The spokesman said the two chemicals bound to proteins  such as those in milk, and the low levels found "was a good sign".

"It's unlikely to be an issue for Marlborough's wine, for example," he said.

Parker said he believed the previous Government knew about the foam contamination months ago.  

"My understanding is that this was reported by the Ministry of Defence to the ministers in August this year.

"They've known longer than I have."

Parker said he had learned about the foam in the past month.

It was unknown whether there were acute effects from short-term exposure but research from Australia suggested there had to be long-term exposure to be at risk, Parker said.

Parker's focus was to ensure the safety of the water drawn from bores close to Ohakea [and Woodbourne] air base, he said.

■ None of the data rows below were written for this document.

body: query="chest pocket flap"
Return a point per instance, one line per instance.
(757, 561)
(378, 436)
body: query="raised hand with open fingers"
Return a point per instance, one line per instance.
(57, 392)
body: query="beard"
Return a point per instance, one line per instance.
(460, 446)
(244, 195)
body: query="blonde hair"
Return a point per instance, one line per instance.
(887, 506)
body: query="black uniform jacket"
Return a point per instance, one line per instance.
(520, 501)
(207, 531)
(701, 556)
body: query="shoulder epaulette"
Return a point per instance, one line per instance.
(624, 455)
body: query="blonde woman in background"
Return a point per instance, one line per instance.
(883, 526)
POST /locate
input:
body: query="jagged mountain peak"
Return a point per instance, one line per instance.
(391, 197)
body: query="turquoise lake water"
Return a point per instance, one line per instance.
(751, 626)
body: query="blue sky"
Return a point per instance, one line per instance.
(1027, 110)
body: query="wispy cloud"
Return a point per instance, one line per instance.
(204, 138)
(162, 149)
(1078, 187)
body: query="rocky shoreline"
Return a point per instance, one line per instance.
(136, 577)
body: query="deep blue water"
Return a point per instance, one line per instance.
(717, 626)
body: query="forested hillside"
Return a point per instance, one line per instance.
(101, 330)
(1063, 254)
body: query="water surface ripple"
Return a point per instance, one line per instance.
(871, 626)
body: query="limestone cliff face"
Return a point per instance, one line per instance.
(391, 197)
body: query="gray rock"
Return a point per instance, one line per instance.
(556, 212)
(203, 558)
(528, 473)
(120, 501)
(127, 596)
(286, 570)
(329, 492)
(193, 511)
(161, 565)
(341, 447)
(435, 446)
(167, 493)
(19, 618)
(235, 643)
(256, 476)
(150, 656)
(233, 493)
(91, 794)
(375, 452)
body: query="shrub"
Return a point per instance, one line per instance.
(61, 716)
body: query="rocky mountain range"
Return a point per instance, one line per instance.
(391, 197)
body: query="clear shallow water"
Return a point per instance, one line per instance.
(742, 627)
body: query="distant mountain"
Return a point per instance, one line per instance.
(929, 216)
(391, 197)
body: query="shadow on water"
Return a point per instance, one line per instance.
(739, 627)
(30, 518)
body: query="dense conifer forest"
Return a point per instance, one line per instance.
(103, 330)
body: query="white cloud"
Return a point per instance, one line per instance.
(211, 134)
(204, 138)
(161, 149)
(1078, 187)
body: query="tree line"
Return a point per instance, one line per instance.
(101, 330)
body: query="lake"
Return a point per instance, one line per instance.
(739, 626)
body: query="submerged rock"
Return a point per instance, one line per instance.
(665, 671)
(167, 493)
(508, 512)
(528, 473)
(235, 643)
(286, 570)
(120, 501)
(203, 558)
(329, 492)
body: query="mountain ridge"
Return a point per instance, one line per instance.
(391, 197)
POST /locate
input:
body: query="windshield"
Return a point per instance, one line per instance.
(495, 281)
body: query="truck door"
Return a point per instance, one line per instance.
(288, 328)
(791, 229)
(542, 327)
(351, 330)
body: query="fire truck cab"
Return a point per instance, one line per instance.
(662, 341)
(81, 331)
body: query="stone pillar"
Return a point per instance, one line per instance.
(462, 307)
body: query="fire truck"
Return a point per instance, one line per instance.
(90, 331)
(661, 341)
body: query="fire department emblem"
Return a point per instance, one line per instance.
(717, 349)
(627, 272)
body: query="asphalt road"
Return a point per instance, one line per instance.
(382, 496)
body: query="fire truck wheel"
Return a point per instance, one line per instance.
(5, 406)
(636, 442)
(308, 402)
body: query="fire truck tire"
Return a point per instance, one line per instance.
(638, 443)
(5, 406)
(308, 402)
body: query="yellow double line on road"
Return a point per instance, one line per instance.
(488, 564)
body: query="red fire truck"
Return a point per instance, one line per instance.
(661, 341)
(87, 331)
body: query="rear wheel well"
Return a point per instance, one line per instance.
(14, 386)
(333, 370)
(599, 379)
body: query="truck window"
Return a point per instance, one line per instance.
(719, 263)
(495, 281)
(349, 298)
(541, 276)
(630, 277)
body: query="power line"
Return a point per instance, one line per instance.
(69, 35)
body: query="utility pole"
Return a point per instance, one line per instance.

There were still many unanswered questions about how often the foam was used, where and who by.

"Whether it was used more widely by other departments of government, we don't know yet.

"We don't know how often the fire service used similar foams in their training purposes. It appears its most concentrated use is probably at airports."

Ministry for the Environment spokeswoman Laurie Edwards said the Defence Force had known about the toxins since June 2017 when it received technical advice that PFAS and PFOA were present at Ohakea above acceptable guidelines.

In July 2017 the Defence Force commissioned groundwater modelling to assess the potential for off-site migration of the toxins at Ohakea, she said.

This was completed in September and it indicated the potential for  PFOS or PFOA  to move beyond the Ohakea base boundary.

"The drinking water on Ohakea and Woodbourne bases has been tested and is safe to drink."

​The Defence Force hasn't received new supplies of the foam since 2002.